2015 is here, and there are a lot of new faces in the gym.  “Resolution-ers” are filing in, jumping on the treadmill and banging out countless reps of sit-ups in hopes that this is the year they reach their goals.  If you have read my Core Training 101 post, you would already know that sit-ups are not the most effective way to strengthen your core. Nor will they help you get that six-pack you so desire.

Crunches

Enter the best core exercise in, well, ever.  The Kettlebell Pullover.  This is an exercise that I introduce to every client.

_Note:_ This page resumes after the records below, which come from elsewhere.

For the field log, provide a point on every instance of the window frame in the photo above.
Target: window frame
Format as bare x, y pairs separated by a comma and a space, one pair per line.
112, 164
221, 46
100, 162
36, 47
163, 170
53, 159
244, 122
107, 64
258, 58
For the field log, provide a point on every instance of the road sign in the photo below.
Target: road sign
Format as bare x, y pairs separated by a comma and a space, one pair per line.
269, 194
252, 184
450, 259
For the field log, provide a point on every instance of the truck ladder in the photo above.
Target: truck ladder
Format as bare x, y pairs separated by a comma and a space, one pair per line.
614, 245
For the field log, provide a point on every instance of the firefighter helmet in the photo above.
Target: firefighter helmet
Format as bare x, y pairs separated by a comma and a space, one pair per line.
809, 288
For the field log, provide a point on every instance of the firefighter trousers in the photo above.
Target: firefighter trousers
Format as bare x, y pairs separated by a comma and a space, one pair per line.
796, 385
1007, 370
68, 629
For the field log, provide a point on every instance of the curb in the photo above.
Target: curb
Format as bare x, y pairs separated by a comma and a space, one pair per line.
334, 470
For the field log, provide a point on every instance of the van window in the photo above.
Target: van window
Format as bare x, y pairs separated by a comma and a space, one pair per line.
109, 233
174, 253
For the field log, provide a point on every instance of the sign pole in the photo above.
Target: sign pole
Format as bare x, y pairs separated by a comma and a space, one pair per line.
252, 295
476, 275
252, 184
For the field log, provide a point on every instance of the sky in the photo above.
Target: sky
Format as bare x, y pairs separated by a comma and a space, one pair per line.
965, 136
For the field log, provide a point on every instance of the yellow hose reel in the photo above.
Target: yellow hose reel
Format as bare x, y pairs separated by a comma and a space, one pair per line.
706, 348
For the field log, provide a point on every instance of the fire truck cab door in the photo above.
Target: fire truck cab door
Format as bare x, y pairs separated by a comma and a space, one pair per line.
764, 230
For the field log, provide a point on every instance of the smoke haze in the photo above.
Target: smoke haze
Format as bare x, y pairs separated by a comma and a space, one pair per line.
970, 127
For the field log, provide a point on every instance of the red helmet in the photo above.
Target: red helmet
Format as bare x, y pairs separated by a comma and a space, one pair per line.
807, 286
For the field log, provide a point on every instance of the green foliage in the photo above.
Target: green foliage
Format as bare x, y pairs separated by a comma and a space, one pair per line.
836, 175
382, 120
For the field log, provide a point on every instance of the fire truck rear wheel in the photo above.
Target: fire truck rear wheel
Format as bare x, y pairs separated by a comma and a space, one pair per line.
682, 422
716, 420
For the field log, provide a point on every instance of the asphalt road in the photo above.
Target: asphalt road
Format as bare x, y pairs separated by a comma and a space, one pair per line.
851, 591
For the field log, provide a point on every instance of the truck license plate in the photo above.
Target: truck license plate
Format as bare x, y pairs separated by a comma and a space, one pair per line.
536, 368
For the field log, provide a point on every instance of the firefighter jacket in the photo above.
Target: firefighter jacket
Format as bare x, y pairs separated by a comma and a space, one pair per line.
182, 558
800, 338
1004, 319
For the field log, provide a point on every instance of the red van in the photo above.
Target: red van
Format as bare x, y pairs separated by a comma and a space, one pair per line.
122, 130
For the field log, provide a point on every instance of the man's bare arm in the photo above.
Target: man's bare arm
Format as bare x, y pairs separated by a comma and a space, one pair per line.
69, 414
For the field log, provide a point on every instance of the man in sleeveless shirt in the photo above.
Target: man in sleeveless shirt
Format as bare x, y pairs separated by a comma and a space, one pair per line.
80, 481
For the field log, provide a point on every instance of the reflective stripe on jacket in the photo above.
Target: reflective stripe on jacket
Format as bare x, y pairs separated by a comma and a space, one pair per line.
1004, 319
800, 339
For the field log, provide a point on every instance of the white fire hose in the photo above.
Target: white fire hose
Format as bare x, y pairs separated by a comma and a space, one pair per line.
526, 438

I believe that it sets the foundation for strength and efficient movement.

Why you should use it-

  • Challenges The Core
    • When done correctly this exercise is taxing.  It looks easy at a glance, but when you maintain a posterior pelvic tilt and a rib pull, you will feel this like, “whoa!”  This is the type of exercise that the better you get, the harder it becomes.  If it is not difficult, you are not doing it correctly.
  • Teaches Proper Breath Patterning for Abdominal Support
    • Proper breathing is very important for your lower back and core.  And breathing properly helps maintain tightness and makes you stronger by increasing intra-abdominal pressure.  It is like wearing a weight belt without having to wear one.
    • This will ensure that you wont end up like those poor saps who wear a weight belt while walking around the gym or for arm curls.  Save those the weight belts for when you really need them to keep you from looking like a fool.Weight belt no no
  • Reinforces Technique at the Top of Squat and Deadlift
    • During the set up for the squat or deadlift, it is a common habit for people to hang out in an anterior pelvic tilt.  This puts increased stress on the lower back.  This exercise will help you build tension and find a better neutral position.  This will carry over to the top of your lifts and take excessive force off your spine.
  • Trains the deep core musculature – multifidus, transverse abdominus and obliques.
    • These muscles are very important for back health.  Studies have shown that those with recurring back pain have weak multifidi.  So this exercise can save your back!

The Technique

  • Start Position
    • Start lying on your back, with hips and knees bent at 90 degrees.
    • Grab kettlebell, medicine ball or dumbbell with arms extended over the chest
    • In this position, you will have a slight arch in your lower back.
  • The Movement
    • Flatten your lower back and sternum into the ground.  (Place an increased emphasis on your sternum and ribs)
    • Once flat, take a deep breath into your belly.
    • Reach your arms back as far as you can without any part of your lower back coming off the floor.
    • Once you reach the point in which your back wants to lift up, pull your ribs and spine harder into the ground and bring arms back to starting position.
  • Progressions
    • Make this exercise harder by
      • Lying on a foam roller
      • Putting your feet on the floor
      • Extend one leg outwards

If you can master this exercise, you will get the most out all your other core exercises. You will move better and have improved muscle activation and technique, not to mention a stronger, injury free back.